偽善エコロジー 「環境生活」が地球を破壊する

偽善エコロジー―「環境生活」が地球を破壊する (幻冬舎新書)

偽善エコロジー―「環境生活」が地球を破壊する (幻冬舎新書)

環境問題、エコだリサイクルだと騒がれて久しいのですが、その環境保護活動は本当に環境改善に役立っているのか?というところを否定的な観点から論じた本。
エコ活動を具体的に一つ一つとり上げて何が問題なのかを詳しく解説している。例えば、

  • 「レジ袋をやめエコバッグを使う」→レジ袋は原油の中でもポリ袋にしかできないような他に使い道のない成分を使っているので実は原油の有効活用であり、レジ袋を無くしてもその成分は焼却処理されるだけで原油使用量は減らない。エコバッグは原油の中でも貴重な成分を使うのでますます使用量が増える。
  • 「割り箸を使わずマイ箸持参」→元々木材の端材や間伐材で出来た割り箸は木材や森林の有効活用。使い道のない間伐材は運賃を考えると山から運び出すより切ったまま放置せざるを得ず、山が荒れる原因に。
  • 「プラスチックのリサイクル」→廃棄物には水銀や鉛のような毒物が含まれるので取り除くのに膨大なコストがかかるうえ、残留毒物が含まれるかもしれないリサイクル品は用途がかなり限られる。
  • バイオエタノール」→トウモロコシなどを燃料にしているが、温暖化で人が死ぬのはダメで飢餓で人が死ぬのは構わないのか?

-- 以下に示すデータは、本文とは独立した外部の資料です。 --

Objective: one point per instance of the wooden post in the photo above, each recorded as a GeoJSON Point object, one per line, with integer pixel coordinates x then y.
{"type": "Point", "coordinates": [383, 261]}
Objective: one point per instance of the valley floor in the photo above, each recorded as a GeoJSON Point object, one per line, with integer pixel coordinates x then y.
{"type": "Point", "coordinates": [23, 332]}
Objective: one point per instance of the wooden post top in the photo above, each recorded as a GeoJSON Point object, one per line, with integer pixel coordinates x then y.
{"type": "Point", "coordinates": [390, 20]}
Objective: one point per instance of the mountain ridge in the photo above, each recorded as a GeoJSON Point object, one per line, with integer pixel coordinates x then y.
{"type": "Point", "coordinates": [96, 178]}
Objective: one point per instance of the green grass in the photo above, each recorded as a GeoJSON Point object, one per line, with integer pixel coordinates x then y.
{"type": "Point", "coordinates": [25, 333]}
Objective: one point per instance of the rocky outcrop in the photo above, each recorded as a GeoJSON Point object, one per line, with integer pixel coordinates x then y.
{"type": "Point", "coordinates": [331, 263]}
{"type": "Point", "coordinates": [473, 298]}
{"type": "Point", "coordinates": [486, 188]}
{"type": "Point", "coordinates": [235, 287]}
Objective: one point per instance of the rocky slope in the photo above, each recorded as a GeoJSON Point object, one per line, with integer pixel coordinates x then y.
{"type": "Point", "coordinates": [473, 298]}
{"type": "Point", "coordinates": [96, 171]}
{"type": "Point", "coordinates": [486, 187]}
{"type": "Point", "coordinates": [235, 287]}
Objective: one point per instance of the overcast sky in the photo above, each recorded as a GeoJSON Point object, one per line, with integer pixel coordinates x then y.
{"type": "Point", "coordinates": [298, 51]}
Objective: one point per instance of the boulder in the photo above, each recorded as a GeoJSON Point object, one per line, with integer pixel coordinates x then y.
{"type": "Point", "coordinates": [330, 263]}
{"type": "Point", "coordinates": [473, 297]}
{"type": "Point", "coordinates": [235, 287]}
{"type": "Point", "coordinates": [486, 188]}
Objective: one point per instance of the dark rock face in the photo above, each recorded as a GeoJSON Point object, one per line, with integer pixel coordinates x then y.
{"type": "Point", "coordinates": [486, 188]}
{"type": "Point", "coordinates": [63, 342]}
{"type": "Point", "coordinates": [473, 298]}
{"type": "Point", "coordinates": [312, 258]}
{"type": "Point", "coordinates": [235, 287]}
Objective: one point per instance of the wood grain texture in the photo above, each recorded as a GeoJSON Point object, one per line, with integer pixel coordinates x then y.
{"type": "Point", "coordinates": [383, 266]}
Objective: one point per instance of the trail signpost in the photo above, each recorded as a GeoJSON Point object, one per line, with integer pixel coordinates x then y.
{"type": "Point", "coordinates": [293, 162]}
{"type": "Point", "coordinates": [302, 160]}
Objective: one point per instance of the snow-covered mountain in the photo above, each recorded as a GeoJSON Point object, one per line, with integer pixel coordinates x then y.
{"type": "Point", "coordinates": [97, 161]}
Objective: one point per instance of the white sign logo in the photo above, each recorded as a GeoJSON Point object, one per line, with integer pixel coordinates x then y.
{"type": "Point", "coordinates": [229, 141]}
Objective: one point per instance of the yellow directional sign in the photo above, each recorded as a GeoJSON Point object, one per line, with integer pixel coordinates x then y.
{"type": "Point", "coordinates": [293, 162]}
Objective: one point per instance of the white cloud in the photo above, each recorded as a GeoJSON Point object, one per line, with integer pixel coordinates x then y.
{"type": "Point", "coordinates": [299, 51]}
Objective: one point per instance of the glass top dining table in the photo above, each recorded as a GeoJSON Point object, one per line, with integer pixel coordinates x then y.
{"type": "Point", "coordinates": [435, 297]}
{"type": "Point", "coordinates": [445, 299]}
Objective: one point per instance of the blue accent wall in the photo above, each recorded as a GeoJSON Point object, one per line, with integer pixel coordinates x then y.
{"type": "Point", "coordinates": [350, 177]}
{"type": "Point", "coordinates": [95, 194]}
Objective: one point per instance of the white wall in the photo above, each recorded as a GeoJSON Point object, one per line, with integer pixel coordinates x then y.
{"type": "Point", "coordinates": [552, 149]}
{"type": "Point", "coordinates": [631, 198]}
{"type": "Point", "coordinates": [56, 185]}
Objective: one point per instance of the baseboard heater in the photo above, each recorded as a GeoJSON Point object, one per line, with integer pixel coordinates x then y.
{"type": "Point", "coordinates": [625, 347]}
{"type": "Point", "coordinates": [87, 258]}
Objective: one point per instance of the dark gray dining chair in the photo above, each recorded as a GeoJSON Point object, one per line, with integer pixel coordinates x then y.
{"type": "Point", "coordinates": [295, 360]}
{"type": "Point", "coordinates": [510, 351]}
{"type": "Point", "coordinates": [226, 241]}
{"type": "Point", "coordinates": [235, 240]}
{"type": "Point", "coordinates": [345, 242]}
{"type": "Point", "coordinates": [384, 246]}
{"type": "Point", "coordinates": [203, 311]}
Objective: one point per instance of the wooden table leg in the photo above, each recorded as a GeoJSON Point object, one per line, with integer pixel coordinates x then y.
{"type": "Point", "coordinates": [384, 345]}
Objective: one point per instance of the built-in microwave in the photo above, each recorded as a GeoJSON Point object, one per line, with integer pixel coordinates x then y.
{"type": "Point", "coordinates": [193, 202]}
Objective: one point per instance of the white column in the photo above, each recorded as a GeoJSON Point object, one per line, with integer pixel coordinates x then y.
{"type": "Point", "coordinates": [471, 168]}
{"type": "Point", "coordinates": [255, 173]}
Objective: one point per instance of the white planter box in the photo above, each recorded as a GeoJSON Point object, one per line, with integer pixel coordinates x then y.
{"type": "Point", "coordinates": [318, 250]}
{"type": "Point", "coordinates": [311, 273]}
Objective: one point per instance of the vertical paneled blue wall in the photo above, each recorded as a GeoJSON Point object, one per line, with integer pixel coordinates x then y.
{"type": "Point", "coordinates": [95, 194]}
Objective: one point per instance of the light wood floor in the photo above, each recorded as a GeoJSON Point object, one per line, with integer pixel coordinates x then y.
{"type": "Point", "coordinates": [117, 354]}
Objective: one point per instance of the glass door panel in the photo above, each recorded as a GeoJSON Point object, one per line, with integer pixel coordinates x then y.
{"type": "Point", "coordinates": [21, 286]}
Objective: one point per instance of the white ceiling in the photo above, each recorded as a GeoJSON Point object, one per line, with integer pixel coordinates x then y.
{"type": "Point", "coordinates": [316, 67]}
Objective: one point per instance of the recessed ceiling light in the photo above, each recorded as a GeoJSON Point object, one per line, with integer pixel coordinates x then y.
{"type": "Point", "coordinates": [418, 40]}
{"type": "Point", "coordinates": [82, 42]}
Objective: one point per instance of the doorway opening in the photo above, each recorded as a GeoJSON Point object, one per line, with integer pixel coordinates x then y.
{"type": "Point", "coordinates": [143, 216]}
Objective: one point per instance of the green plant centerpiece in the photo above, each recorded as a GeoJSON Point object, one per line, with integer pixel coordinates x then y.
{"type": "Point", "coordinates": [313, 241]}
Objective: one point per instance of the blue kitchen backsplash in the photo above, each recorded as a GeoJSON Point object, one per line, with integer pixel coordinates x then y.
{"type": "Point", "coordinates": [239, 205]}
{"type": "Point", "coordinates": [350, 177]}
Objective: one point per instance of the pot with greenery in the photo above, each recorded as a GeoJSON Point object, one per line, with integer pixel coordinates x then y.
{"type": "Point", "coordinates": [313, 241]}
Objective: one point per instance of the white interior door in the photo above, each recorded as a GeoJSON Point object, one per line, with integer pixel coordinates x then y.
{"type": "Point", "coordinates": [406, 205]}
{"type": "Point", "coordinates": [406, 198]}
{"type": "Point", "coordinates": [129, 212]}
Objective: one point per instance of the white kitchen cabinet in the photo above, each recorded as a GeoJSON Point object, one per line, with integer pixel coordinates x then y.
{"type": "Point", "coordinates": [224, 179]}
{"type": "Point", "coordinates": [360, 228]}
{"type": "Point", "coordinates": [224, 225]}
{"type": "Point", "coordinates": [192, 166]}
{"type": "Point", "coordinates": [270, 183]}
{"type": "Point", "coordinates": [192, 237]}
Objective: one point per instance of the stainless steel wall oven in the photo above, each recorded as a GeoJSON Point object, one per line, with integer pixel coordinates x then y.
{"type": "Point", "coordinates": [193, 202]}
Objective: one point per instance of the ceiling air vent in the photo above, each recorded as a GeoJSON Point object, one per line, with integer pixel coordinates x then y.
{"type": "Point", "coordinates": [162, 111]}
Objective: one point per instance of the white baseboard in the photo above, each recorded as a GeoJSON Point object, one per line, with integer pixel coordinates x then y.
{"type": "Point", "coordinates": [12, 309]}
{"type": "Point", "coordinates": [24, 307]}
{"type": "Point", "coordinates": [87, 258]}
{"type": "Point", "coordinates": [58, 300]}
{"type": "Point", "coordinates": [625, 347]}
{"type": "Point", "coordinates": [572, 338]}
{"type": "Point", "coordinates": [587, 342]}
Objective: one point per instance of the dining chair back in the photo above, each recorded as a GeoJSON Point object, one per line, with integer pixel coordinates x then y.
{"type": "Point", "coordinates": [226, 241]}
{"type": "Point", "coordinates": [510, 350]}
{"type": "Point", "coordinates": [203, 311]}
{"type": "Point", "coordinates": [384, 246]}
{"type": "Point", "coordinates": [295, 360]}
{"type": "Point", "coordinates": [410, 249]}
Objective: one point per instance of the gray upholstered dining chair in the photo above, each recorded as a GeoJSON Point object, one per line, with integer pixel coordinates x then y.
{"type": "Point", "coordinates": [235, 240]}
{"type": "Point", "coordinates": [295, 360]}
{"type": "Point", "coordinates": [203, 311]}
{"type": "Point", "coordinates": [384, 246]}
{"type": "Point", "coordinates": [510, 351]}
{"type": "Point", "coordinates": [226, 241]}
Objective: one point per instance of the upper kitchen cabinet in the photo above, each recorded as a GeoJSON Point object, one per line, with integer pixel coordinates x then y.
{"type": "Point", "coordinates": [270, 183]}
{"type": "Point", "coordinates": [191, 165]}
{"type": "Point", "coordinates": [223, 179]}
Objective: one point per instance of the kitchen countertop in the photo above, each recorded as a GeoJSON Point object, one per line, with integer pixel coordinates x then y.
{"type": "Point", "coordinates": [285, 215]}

と、まぁいろいろ紹介されてます。とにかくリサイクルとつくものに関しては軒並みダメだと論じてます。
ではなにが本当のエコなのか?という結論は「リサイクル(再生)する→繰り返し使う」「節約する→資源を有効活用する」という考え方の転換。レジ袋はゴミ袋にして有効活用、木材の端材は割り箸に、プラスチックもペットボトルもリサイクルではなく長く使いましょう、というのが本来のエコだろうと言うわけです。
なにやら多少作者の愚痴っぽい文章が気になるけれど、読み物としては面白い内容。環境問題を肯定する方面での本ならたくさんあるだろうけど、否定的な視点が新鮮でした。まあまあお勧め。